Selections like Thelma Houston's 'Don't Leave Me This Way', Diana Ross's 'Upside Down', Jermaine Jackson's 'Let's Get Serious', and Eddie Kendricks' 'Keep On Truckin' provide an immediately favourable impression. The inclusion of slightly less well-known, but no less convincing choices such as Teena Marie's 'Behind the Groove', and Magic Disco Machine's '(I Could Never Make) A Better Man Than You', strengthen the argument further.
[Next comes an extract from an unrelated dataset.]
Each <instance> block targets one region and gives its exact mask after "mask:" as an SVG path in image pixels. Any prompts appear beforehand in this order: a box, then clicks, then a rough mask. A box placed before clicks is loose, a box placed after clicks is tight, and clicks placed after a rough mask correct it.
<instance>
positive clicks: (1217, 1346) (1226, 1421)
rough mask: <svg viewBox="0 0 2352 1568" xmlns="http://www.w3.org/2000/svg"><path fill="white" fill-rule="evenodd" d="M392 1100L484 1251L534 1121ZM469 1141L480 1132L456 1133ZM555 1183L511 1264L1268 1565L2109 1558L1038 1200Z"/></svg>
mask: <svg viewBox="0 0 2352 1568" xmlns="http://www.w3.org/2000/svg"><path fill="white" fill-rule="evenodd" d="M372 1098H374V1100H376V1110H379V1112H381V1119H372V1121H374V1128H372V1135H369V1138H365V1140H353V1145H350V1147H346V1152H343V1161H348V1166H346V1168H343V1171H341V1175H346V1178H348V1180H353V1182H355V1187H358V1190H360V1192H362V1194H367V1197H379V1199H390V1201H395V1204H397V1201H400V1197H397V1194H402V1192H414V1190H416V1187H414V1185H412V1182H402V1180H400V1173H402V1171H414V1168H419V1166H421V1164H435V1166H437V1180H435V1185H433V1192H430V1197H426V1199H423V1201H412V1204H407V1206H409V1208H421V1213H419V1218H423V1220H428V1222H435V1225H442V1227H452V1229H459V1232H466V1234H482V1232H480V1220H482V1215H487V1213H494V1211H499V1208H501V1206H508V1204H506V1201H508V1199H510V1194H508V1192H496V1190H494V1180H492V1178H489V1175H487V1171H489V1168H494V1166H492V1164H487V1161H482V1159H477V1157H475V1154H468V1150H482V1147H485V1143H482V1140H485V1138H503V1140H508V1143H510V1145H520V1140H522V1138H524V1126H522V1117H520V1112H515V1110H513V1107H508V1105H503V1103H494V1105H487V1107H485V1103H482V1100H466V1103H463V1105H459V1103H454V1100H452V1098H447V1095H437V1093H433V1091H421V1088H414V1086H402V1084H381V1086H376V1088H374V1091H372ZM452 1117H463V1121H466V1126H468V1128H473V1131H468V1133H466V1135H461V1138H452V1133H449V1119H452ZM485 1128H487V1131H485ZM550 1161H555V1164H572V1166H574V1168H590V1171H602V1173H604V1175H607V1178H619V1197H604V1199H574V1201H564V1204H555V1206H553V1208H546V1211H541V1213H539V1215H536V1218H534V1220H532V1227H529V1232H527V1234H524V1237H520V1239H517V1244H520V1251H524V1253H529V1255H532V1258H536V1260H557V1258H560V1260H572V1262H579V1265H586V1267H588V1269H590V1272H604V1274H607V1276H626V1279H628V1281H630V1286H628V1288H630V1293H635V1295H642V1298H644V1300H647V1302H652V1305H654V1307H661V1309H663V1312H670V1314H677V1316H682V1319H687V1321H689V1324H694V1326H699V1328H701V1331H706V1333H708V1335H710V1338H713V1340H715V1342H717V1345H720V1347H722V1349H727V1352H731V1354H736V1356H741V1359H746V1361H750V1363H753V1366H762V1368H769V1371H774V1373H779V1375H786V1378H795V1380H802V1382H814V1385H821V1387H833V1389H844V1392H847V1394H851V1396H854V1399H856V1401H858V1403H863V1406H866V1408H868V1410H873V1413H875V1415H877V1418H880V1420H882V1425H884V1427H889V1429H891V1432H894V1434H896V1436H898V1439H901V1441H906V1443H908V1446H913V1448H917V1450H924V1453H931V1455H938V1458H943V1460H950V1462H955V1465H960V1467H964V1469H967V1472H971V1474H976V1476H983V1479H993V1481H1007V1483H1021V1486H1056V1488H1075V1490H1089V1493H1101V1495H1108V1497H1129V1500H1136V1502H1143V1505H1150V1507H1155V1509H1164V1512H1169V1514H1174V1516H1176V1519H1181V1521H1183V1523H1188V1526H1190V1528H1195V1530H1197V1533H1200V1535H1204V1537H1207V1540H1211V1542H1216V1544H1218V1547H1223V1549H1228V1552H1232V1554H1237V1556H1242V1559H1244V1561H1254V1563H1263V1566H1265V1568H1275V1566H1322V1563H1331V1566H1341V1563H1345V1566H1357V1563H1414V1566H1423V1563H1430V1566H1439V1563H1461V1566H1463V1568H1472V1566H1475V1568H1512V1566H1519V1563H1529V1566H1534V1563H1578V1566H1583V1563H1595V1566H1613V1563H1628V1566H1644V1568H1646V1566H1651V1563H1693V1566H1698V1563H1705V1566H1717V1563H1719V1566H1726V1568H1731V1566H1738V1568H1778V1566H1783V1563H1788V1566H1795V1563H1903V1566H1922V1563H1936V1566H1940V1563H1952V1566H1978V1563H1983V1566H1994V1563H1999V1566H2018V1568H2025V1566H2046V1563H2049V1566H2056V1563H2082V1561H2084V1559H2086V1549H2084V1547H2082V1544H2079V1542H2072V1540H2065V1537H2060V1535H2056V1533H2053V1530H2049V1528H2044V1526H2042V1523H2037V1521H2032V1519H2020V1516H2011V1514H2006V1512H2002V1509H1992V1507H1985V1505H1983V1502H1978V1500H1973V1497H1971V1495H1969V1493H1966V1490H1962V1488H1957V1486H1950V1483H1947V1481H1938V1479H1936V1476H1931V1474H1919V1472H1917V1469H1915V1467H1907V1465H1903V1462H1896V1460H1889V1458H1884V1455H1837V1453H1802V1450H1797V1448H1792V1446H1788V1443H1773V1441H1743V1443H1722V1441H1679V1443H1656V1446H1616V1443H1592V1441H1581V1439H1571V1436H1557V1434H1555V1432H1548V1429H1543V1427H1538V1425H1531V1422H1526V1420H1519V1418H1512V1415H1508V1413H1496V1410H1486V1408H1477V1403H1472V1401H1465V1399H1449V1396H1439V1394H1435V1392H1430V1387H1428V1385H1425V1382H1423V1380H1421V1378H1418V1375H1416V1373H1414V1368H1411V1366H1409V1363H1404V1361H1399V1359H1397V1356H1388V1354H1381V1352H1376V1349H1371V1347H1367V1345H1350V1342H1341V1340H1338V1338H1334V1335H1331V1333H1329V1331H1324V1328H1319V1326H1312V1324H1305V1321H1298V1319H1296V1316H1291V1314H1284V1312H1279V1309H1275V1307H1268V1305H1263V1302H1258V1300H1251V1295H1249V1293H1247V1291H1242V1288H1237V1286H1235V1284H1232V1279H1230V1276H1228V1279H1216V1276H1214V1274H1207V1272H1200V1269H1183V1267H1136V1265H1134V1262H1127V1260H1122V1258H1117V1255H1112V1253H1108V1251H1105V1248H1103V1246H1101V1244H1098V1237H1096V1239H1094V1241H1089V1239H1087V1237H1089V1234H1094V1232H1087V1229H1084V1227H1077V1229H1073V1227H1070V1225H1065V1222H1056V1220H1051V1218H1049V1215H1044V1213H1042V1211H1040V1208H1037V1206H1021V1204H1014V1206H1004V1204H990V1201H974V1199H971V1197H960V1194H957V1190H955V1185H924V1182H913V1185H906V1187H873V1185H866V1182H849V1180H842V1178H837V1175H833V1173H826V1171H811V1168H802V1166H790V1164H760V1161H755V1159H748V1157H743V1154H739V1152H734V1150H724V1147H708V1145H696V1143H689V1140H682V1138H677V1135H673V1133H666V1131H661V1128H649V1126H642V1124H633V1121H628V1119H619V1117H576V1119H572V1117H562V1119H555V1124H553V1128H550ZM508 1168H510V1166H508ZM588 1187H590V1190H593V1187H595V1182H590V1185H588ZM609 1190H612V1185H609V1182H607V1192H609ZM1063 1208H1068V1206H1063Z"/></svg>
Whilst it is very difficult not to be rapt by the pulsating grooves that underpin The Supremes' 'You're My Driving Wheel' and The Miracles' 'Love Machine' adaptations to the genre.
Of course, you could gripe at the fact that a compilation which claims to feature Motown's "finest disco moments" omits heavyweight contenders such as Diana Ross's 'Love Hangover', and The Commodores' 'Brick House', at the expense of Tata Vega's slightly less convincing 'Get It Up For Love'. And you could question whether the concluding track - The Jackson 5's multi-sectioned 'I Am Love (Parts 1 & 2)' - should really be bracketed as disco at all. The plain presentation and solid, if unspectacular sleevenotes from Bill Brewster, author of Last Night A DJ Saved My Life, are also a bit disappointing given the disco movement's flamboyant sense of aesthetics.
But it's difficult to argue completely against this 2013 compilation. The enduring influence of that era can be heard in the way that pop star Robin Thicke's 'Blurred Lines' borrows heavily from Marvin Gaye's 'Got To Give It Up (Part 1)', or rapper Jay-Z samples Rick James' 'Give It To Me Baby' - as so many others have done - for his song 'Kingdom Come'. Aficionados may wish to sneer condescendingly at the apparent obviousness of many of these choices - but actually not all the material here is immediately recognisable. (Only four of the choices in the running-order graced the Top 40 in the UK Singles Chart). And there are a reasonable enough number of selections on Motown Disco that fulfil disco's ethos of sophistication, elegance, and aspiration, to make this budget-priced release a worthwhile purchase.